Ensuite son long corset de demoiselle, qui faisait causer les gens, par sa tournure parisienne. Alors sa taille, une fois libre, devint plus parfaite; n’étant plus comprimée, ni trop amincie par le bas, elle reprit ses lignes naturelles, qui étaient pleines et douce comme celle des statues en marbre; ses mouvements en changeaient les aspects, et chacune de ses poses était exquise à regarder.

La petite lampe, qui brûlait seule à cette heure avancée, éclairait avec un peu de mystère ses épaules et sa poitrine, sa forme admirable qu’aucun oeil n’avait jamais regardée et qui allait sans doute être perdue pour tous, se dessécher sans être jamais vue, puisque ce Yann ne la voulait pas pour lui...

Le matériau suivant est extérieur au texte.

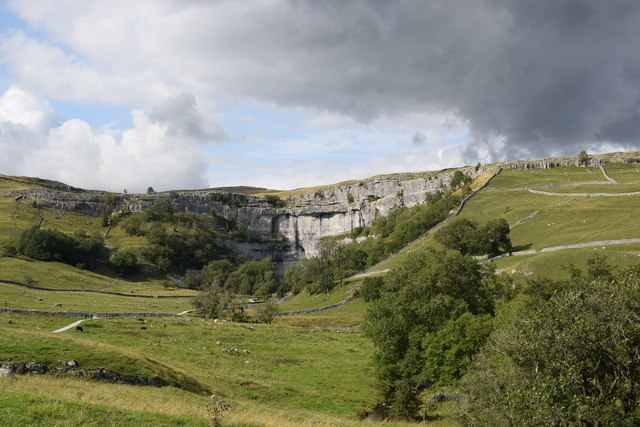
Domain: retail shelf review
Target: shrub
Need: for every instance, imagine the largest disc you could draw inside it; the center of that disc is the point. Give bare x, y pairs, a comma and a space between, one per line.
275, 201
159, 211
350, 198
124, 262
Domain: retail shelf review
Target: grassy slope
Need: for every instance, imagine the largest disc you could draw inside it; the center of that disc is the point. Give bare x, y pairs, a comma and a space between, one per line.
560, 220
294, 369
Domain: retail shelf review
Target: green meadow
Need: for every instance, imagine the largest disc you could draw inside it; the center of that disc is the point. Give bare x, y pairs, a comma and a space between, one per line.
309, 369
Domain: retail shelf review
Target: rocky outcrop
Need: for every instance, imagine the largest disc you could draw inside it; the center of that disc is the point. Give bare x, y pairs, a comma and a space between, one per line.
284, 234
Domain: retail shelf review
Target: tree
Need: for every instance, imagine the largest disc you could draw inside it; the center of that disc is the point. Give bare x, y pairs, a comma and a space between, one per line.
275, 201
108, 203
459, 178
417, 299
583, 158
460, 234
570, 355
494, 237
449, 351
124, 262
267, 312
467, 237
160, 210
213, 301
321, 269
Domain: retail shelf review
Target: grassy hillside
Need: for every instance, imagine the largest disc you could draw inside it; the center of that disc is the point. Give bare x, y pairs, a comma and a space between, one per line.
301, 369
561, 219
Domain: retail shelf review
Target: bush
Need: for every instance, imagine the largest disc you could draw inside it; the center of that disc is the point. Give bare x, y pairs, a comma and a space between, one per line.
275, 201
568, 355
124, 262
267, 312
159, 211
133, 226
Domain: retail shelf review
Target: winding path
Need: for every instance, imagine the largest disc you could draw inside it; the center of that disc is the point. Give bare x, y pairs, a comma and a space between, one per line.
561, 247
76, 323
120, 294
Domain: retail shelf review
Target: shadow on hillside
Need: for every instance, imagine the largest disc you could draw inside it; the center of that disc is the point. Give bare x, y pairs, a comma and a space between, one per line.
522, 247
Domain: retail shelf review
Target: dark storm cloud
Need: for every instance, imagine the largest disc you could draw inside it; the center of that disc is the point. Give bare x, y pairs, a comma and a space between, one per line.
418, 139
182, 118
545, 76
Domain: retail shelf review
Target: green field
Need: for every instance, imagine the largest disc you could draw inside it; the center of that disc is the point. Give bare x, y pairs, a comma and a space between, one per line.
302, 369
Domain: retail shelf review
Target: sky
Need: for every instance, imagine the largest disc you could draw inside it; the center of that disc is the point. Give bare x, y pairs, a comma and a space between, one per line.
186, 94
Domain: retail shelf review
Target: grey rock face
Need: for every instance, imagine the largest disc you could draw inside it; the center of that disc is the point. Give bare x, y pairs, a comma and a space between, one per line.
285, 234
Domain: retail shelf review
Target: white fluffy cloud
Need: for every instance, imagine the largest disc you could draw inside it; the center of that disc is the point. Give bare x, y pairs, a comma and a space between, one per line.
516, 79
149, 153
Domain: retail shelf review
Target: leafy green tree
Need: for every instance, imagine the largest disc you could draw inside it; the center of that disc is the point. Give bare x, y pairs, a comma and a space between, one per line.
267, 312
160, 210
458, 179
251, 277
417, 299
217, 271
468, 238
213, 302
275, 201
460, 234
494, 237
371, 288
108, 205
124, 262
583, 158
321, 269
133, 225
449, 352
569, 355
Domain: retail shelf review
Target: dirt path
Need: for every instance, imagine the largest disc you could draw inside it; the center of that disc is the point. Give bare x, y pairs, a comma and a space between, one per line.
548, 193
574, 246
76, 323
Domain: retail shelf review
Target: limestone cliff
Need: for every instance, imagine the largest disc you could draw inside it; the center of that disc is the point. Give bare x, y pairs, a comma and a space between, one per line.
285, 234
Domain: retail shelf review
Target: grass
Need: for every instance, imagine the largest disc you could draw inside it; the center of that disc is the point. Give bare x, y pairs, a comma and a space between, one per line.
553, 264
287, 367
560, 220
624, 173
292, 374
133, 405
304, 300
350, 314
17, 297
521, 178
20, 409
598, 188
63, 276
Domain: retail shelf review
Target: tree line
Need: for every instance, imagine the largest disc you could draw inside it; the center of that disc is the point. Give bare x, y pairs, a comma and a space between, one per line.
535, 352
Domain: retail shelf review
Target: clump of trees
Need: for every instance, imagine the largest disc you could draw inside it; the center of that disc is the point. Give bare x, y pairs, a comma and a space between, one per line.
469, 238
178, 241
53, 245
124, 262
568, 354
459, 178
275, 201
221, 281
427, 319
544, 352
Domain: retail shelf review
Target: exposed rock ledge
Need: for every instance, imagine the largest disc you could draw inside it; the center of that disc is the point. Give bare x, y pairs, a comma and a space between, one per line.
285, 234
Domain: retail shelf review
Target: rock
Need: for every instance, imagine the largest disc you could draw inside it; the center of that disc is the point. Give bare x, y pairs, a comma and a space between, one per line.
6, 373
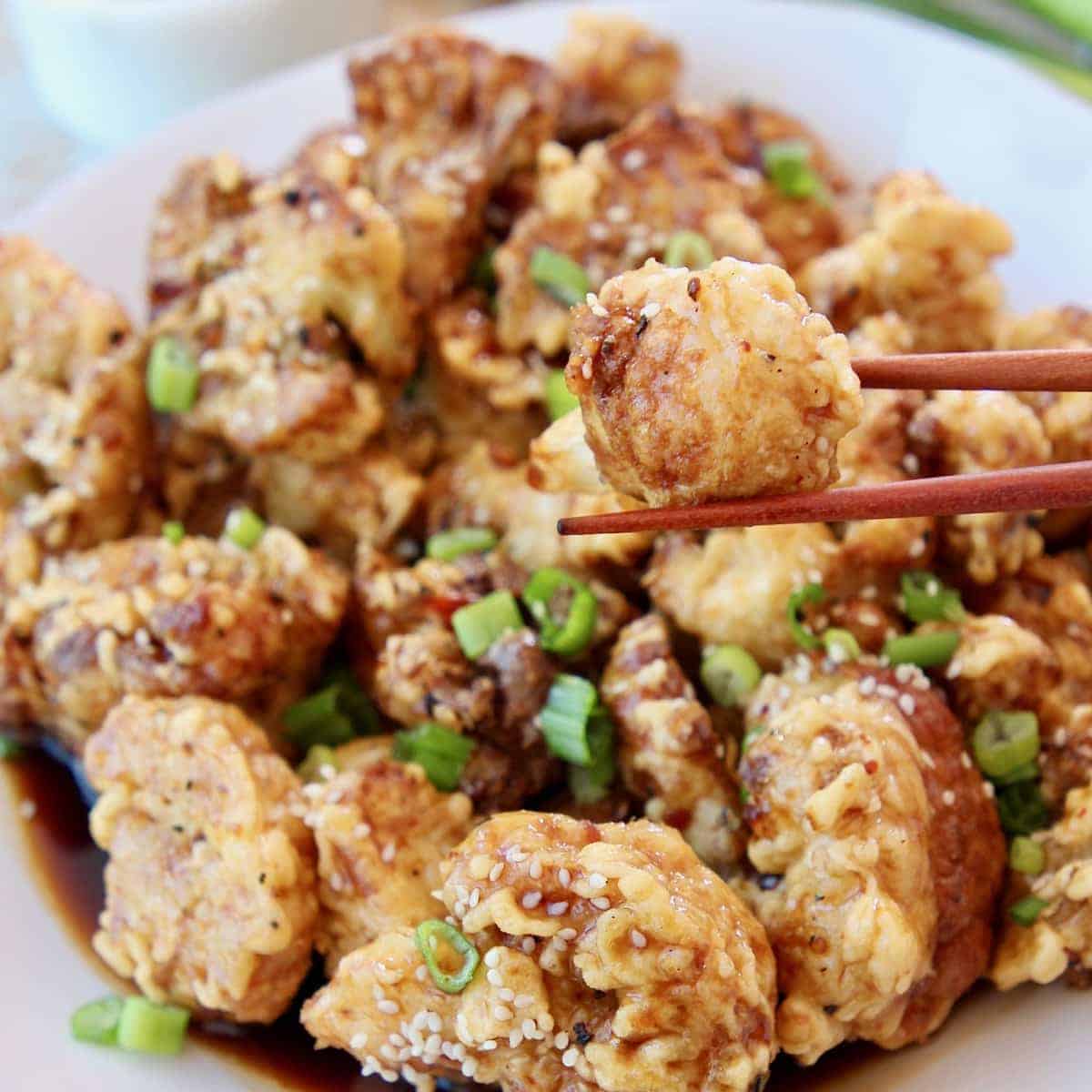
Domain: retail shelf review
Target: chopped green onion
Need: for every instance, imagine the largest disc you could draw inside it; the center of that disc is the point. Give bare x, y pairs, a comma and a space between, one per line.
448, 545
749, 736
926, 599
319, 756
319, 719
787, 167
925, 650
551, 592
689, 250
589, 784
563, 719
440, 752
97, 1022
483, 273
558, 276
560, 399
1026, 912
429, 937
809, 593
841, 644
1003, 743
245, 528
10, 748
147, 1027
479, 625
730, 672
173, 378
1026, 855
1021, 808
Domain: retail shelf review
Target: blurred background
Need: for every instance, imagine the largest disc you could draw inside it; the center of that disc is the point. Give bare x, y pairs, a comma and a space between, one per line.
81, 76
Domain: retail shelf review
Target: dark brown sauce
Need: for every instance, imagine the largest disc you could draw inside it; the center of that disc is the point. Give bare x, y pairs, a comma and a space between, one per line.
68, 867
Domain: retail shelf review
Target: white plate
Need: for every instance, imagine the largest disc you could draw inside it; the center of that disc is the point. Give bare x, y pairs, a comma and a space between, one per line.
885, 93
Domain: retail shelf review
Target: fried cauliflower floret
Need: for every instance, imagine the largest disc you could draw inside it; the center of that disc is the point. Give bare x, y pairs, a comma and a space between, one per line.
616, 206
966, 431
611, 959
481, 490
381, 831
611, 68
733, 588
1060, 937
278, 339
210, 887
74, 420
150, 618
998, 664
195, 230
879, 855
927, 257
441, 119
365, 498
703, 386
798, 228
669, 753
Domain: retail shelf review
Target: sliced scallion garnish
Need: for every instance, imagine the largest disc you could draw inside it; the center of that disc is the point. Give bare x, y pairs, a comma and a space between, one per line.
431, 937
480, 623
440, 752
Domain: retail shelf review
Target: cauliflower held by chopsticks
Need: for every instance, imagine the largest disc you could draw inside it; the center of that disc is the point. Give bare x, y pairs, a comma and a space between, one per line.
697, 387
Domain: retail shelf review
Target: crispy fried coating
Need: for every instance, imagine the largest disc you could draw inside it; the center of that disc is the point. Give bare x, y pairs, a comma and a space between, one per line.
481, 490
966, 431
74, 421
278, 339
733, 588
210, 887
381, 831
441, 119
703, 386
798, 228
611, 959
927, 257
611, 68
146, 617
878, 851
616, 206
669, 753
1060, 938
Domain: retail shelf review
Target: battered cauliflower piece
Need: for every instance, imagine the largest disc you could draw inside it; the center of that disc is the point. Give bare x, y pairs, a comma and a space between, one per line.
928, 257
611, 68
611, 959
616, 206
210, 885
998, 664
277, 339
1060, 938
669, 753
878, 851
733, 588
966, 431
483, 490
381, 831
147, 617
441, 119
74, 420
798, 228
698, 387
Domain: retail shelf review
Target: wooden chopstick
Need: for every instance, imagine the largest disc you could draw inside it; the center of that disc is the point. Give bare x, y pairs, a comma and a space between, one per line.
1062, 485
1047, 369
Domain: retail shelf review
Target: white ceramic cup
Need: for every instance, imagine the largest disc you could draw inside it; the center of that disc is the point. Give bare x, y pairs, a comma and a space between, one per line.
112, 69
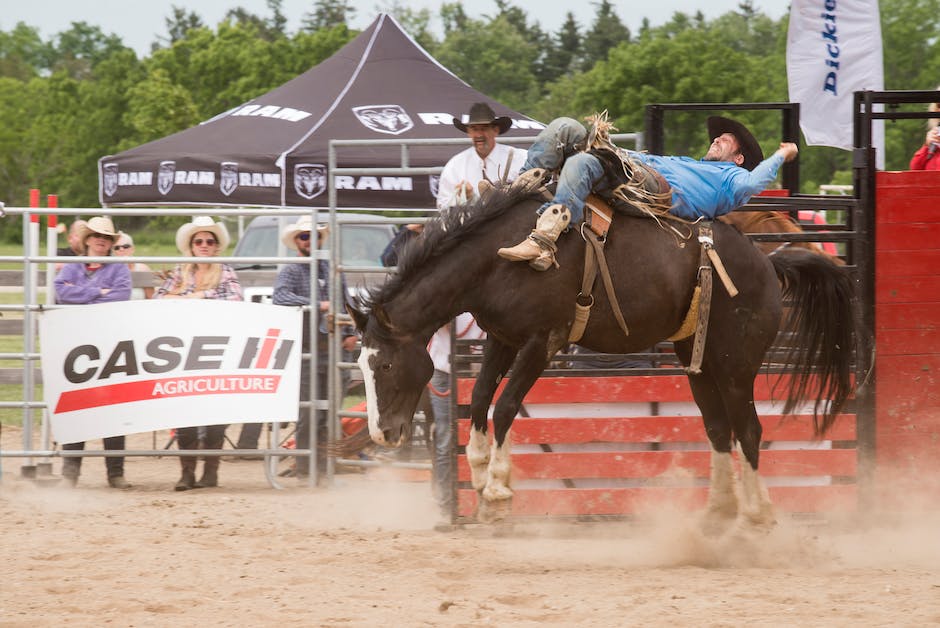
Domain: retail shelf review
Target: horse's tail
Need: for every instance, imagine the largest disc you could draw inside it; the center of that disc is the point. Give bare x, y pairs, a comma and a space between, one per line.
821, 318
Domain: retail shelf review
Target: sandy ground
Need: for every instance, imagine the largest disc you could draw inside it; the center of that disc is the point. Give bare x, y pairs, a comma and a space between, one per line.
365, 552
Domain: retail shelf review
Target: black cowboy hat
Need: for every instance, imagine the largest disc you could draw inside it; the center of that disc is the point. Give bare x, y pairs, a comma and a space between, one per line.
753, 155
482, 113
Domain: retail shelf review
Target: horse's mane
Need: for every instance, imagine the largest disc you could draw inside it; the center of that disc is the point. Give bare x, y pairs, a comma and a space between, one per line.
440, 235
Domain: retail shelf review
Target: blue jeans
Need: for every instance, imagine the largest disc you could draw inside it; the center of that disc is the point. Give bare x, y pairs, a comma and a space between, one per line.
443, 464
556, 144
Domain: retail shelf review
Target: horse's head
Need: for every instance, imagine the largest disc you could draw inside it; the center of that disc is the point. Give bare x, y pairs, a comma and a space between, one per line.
395, 369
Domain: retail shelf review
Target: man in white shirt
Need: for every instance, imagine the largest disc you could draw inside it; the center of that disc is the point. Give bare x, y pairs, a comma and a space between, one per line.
485, 160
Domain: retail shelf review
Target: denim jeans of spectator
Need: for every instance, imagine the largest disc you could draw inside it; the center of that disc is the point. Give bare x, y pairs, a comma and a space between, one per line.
443, 463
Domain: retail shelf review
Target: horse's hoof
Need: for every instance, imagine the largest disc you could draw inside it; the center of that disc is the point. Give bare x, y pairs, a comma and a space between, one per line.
493, 512
495, 493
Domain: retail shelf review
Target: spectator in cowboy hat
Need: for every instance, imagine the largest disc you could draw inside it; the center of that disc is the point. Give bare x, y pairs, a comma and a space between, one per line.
124, 247
204, 238
927, 157
292, 287
485, 160
94, 282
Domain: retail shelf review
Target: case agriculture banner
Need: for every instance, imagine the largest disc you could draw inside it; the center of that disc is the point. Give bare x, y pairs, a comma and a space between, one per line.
833, 50
120, 368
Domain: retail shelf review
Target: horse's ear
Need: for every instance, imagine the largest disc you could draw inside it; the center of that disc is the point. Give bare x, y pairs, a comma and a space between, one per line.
381, 316
358, 316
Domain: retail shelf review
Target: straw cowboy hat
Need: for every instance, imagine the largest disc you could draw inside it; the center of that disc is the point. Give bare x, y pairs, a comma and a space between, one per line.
184, 234
98, 224
750, 148
482, 113
304, 223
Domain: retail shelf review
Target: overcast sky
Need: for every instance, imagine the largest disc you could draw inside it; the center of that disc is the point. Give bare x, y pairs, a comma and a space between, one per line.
138, 23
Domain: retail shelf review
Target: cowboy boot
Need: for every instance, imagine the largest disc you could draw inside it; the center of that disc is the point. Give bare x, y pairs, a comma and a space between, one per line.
210, 473
188, 478
539, 247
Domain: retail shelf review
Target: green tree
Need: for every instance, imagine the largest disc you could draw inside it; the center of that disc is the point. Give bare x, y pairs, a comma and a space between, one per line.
23, 54
415, 22
562, 56
327, 14
488, 57
453, 17
82, 47
178, 24
606, 33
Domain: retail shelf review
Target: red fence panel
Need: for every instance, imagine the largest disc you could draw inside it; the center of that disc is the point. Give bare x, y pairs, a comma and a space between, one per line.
566, 464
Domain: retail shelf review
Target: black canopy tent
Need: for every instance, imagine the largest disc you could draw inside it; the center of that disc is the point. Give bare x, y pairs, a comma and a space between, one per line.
273, 150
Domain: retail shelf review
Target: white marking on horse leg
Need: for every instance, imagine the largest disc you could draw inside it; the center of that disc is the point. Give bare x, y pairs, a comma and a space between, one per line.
722, 507
500, 469
757, 508
478, 457
372, 404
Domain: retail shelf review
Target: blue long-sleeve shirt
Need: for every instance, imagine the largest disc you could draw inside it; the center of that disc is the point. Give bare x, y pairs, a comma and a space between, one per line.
710, 188
76, 284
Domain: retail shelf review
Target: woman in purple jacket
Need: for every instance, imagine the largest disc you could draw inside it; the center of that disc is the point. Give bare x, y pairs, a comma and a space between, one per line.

Elle se savait jolie de figure, mais elle était bien inconsciente de la beauté de son corps. Du reste, dans cette région de la Bretagne, chez les filles des pêcheurs islandais, c’est presque de race, cette beauté-là; on ne la remarque plus guère, et même les moins sages d’entre elles, au lieu d’en faire parade, auraient une pudeur à la laisser voir. Non, ce sont les raffinés des villes qui attachent tant d’importance à ces choses pour les mouler ou les peindre...

Elle se mit à défaire les espèces de colimaçons en cheveux qui étaient enroulés au-dessus de ses oreilles et les deux nattes tombèrent sur son dos comme deux serpents très lourds. Elle les retroussa en couronne sur le haut de sa tête, — ce qui était commode pour dormir; — alors, avec son profil droit, elle ressemblait à une vierge romaine.

Cependant ses bras restaient relevés, et, en mordant toujours sa lèvre, elle continuait de remuer dans ses doigts les tresses blondes, — comme un enfant qui tourmente un jouet quelconque en pensant à autre chose; après, les laissant encore retomber, elle se mit très vite à les défaire pour s’amuser, pour les étendre; bientôt elle en fut couverte jusqu’aux reins, ayant l’air de quelque druidesse de forêt.

Et puis, le sommeil étant venu tout de même, malgré l’amour et malgré l’envie de pleurer, elle se jeta brusquement dans son lit, en se cachant la figure dans cette masse soyeuse de ses cheveux, qui était déployée à présent comme un voile...

Dans sa chaumière de Ploubazlanec, la grand’mère Moan, qui était, elle, sur l’autre versant plus noir de la vie, avait fini aussi par s’endormir, du sommeil glacé des vieillards, en songeant à son petit-fils et à la mort. Et, à cette même heure, à bord de la Marie, — sur la mer Boréale qui était ce soir-là très remuante — Yann et Sylvestre, les deux désirés, se chantaient des chansons, tout en faisant gaîment leur pêche à la lumière sans fin du jour...

Chapitre VI

Environ un mois plus tard. — En juin.

Autour de l’Islande, il fait cette sorte de temps rare que les matelots appellent le calme blanc; c’est-à-dire que rien ne bougeait dans l’air, comme si toutes les brises étaient épuisées, finies.